In urging the Senate to “send President Zelensky back to Ukraine” with the assistance his country requires, Majority Leader Charles E. Schumer (D-N.Y.) brought the Republican split to the surface: “I hope that Donald Trump’s friendship with [Vladimir] Putin is not motivating House Republicans to turn a blind eye to Ukraine’s suffering and desperate need for help.”
In fact, by reaching a budget agreement, Senate Republicans might have saved House GOP leader and speaker-hopeful Kevin McCarthy deadly headaches. One Senate Democratic aide said McCarthy was saying a loud “no” publicly while privately welcoming how the deal would allow the new House to get organized and not face a budget showdown in its first months.
McCarthy is still scrambling for right-wing votes to secure the majority he needs to become speaker. So to bring conservative hard-liners to his side, he has been over-the-top in condemning his Senate colleagues.







McCarthy pledged on Twitter on Tuesday that if the Senate approved the new budget, even Republican-authored Senate bills “would be dead on arrival” in the House next year. While expressing support for McCarthy’s leadership bid, Cramer shot back in an interview with the Washington Examiner. McCarthy, he said, “can do that if he wants, but it doesn’t get him anywhere. I mean, I think it even sounds naive.”
Democrats were as eager as Republicans to reach a compromise, create at least some stability in government finances and avert the economic wreckage a budget confrontation could leave in its wake. So while Democrats could brag about domestic spending in the deal for veterans, Pell Grant increases for low-income college students, child care, substance abuse and food assistance, their concessions were substantial, involving what Sen.
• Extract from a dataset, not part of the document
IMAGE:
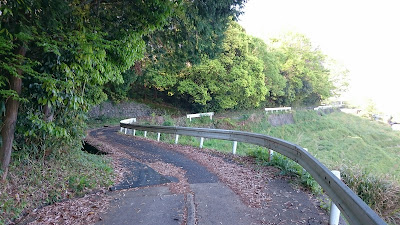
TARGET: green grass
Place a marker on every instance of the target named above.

Chris Van Hollen (D-Md.) called “painful cuts.”
Among the Republicans victories: big increases in defense spending and the bill’s failure to provide additional money the Biden administration says it needs to combat covid-19. Shamefully, the agreement failed to restore even a pared-down expansion of the poverty-fighting child tax credit.







Still, the negotiations reflect what governing looks like when competing political parties decide that compromise in the name of economic stability and foreign policy responsibility is no vice.
What’s alarming is how afraid responsible Republicans are of what 2023 and 2024 will look like with the House in the hands of an erratic majority easily pressured by its right wing and under leadership in a very weak position to resist forces not interested in governing.
Zelensky’s visit is a reminder that democracy is worth fighting for and that bravery in the face of what seemed to be insuperable odds can achieve what was once regarded as impossible. It would be a national dereliction of duty if factions within the Republican Party were allowed to endanger all that the Ukrainian people have achieved.
And it will require a quieter, no less important form of bravery to keep our own democracy functioning in the face of extremists willing to risk calamity if that is what it takes for them to win.